We run rbac.create: false with a hand-managed ClusterRole scoped to only
what we need (Datadog CRDs, events, namespaces, leases, configmaps). We do
not grant cluster-wide secrets access by policy.
On 1.23.1 (chart 2.18.1) this was fine — the operator logged a warning
("Unable to get Secret informer, Helm metadata collection will be disabled"),
skipped the Helm metadata path, and started normally.
On 1.24.0 the same missing permission causes a cache sync timeout on
*v1.Secret, which kills mgr.Start() and the pod exits with code 1.

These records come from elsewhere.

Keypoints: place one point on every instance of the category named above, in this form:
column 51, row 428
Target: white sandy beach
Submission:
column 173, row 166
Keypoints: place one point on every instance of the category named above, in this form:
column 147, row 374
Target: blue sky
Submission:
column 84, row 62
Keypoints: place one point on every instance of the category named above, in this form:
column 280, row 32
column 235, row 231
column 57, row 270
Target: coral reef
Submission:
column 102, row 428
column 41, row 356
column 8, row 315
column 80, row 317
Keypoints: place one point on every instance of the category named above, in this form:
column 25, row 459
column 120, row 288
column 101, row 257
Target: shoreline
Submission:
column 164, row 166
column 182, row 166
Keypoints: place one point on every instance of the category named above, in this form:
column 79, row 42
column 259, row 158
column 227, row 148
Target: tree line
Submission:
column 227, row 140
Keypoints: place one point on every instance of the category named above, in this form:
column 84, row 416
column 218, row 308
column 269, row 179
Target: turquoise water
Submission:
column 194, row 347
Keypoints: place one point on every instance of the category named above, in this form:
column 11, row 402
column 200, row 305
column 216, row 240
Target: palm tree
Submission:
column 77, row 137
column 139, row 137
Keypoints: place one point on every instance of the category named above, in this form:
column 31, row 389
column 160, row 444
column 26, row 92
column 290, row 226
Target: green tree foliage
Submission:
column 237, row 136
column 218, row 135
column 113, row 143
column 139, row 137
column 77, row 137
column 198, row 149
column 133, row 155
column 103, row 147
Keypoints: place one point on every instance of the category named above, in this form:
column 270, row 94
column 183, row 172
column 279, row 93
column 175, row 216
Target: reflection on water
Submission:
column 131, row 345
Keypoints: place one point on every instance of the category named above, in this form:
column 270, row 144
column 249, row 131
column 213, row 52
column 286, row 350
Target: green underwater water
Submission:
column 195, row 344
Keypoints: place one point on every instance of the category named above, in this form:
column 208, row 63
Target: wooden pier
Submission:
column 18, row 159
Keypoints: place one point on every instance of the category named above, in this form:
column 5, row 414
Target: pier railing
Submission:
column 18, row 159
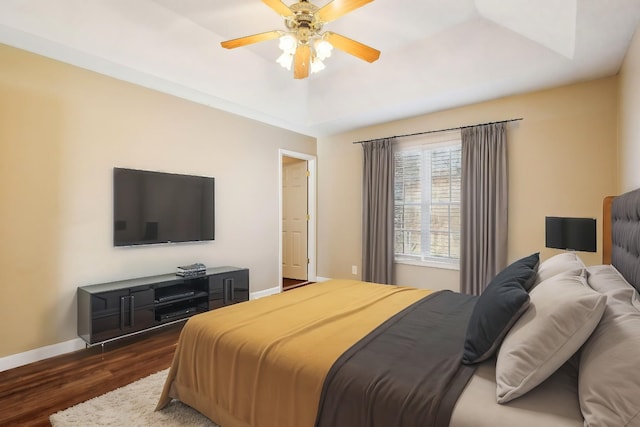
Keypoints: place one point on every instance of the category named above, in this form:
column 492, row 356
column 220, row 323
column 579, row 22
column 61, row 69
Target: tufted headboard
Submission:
column 622, row 248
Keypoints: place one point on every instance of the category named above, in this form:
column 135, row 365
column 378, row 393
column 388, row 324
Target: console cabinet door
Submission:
column 122, row 311
column 228, row 288
column 237, row 285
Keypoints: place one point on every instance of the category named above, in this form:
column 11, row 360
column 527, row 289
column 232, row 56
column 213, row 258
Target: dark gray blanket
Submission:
column 405, row 373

The behavior is nondeterministic — sometimes it starts, sometimes it doesn't,
depending on informer sync ordering/timing.

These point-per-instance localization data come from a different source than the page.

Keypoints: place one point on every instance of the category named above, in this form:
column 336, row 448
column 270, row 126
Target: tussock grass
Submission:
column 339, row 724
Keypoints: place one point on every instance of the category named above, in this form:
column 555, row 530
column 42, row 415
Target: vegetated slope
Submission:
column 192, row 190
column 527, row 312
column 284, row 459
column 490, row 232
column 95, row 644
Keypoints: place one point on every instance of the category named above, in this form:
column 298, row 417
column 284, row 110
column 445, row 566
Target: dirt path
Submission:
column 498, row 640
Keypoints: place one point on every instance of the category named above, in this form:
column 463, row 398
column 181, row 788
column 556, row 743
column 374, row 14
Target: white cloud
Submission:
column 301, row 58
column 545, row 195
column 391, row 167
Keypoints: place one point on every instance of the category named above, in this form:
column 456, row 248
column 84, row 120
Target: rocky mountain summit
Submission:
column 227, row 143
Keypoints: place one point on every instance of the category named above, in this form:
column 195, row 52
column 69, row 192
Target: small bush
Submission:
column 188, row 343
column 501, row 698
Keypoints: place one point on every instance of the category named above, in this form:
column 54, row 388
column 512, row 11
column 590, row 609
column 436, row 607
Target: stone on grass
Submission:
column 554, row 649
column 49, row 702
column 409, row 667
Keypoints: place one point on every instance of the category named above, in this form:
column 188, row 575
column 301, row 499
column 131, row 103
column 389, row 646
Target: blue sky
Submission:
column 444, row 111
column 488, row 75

This appears to be a side effect of #2530 ("Remove early exit in
credential-dependent controllers when credentials are missing"), which
changed how the operator handles missing credentials/informers at startup.
Expected: operator starts and degrades gracefully (disables Helm metadata)

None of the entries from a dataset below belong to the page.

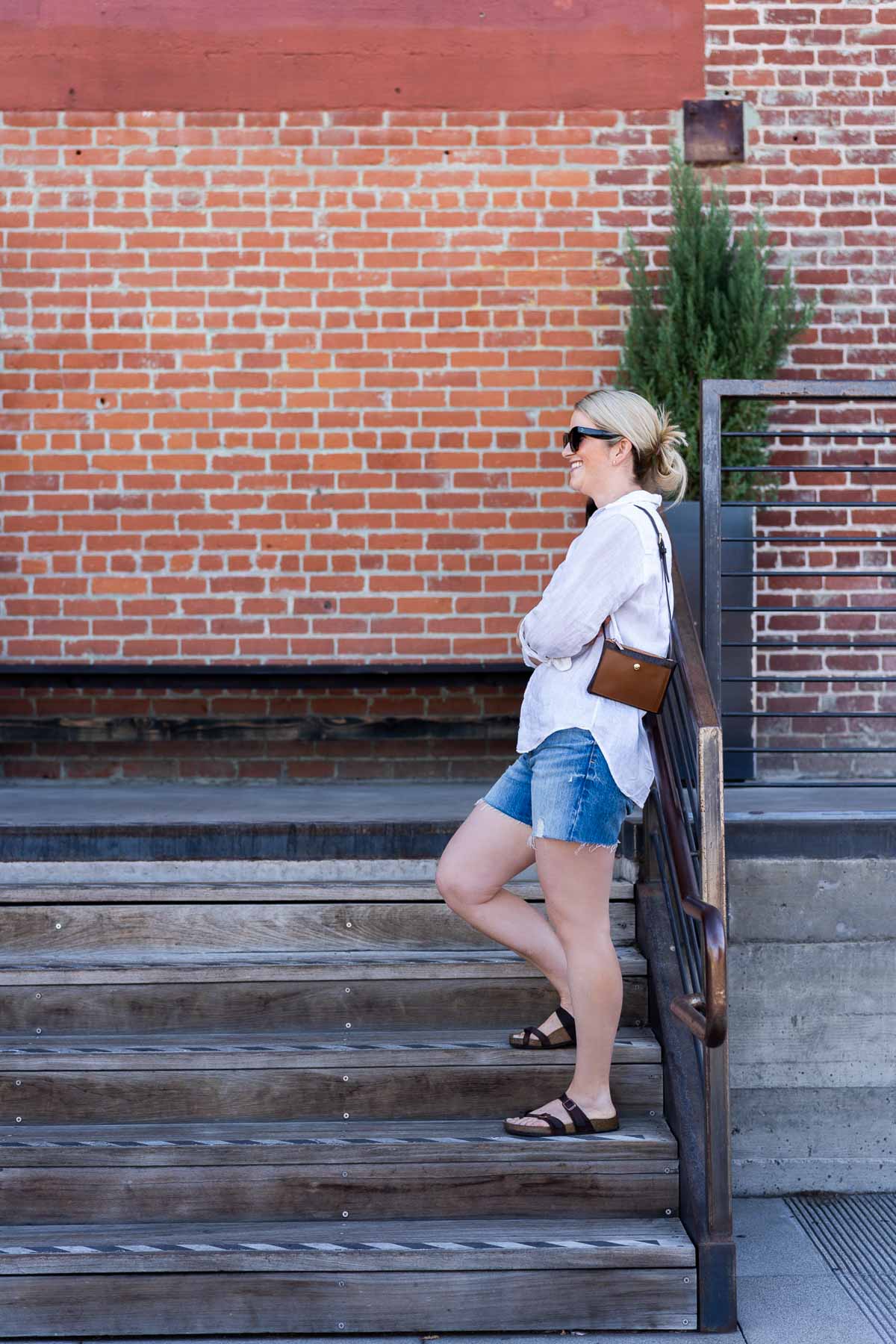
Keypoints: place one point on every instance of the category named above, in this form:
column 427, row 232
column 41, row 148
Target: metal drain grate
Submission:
column 856, row 1234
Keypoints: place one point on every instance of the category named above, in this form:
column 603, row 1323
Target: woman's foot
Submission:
column 559, row 1031
column 598, row 1109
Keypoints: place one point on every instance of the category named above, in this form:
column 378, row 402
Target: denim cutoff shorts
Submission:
column 564, row 791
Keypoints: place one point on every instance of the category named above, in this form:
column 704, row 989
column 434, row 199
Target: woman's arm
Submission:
column 603, row 566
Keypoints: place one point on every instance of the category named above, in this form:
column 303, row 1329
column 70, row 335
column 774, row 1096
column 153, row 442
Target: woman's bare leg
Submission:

when secrets RBAC is absent, same as 1.23.1.
Actual: nondeterministic crash on startup due to Secret informer cache
sync timeout.
Steps to Reproduce
- Deploy chart 2.19.x with
rbac.create: false - Create a ClusterRole that does NOT include
secretslist/watch at cluster scope - Enable at least one controller (e.g.
datadogMonitor+datadogDashboard) - Set
operatorMetricsEnabled: "true"(default) - Observe pod — it will either start with forbidden errors or crashloop
with "failed waiting for *v1.Secret Informer to sync" / exit code 1
Environment
- Operator: 1.24.0 (works on 1.23.1)
- Chart: datadog-operator 2.19.1
- Kubernetes: 1.29
- Helm: 3.x
Additional Context
Workarounds:
- Pin to chart 2.18.1 / operator 1.23.1
- Grant cluster-wide secrets get/list/watch
- Set operatorMetricsEnabled: "false"
The Helm metadata feature (Secret informer for sh.helm.release.v1) probably
shouldn't be in the startup critical path when the permission is missing.
Ideally it would fail open like it did in 1.23.1.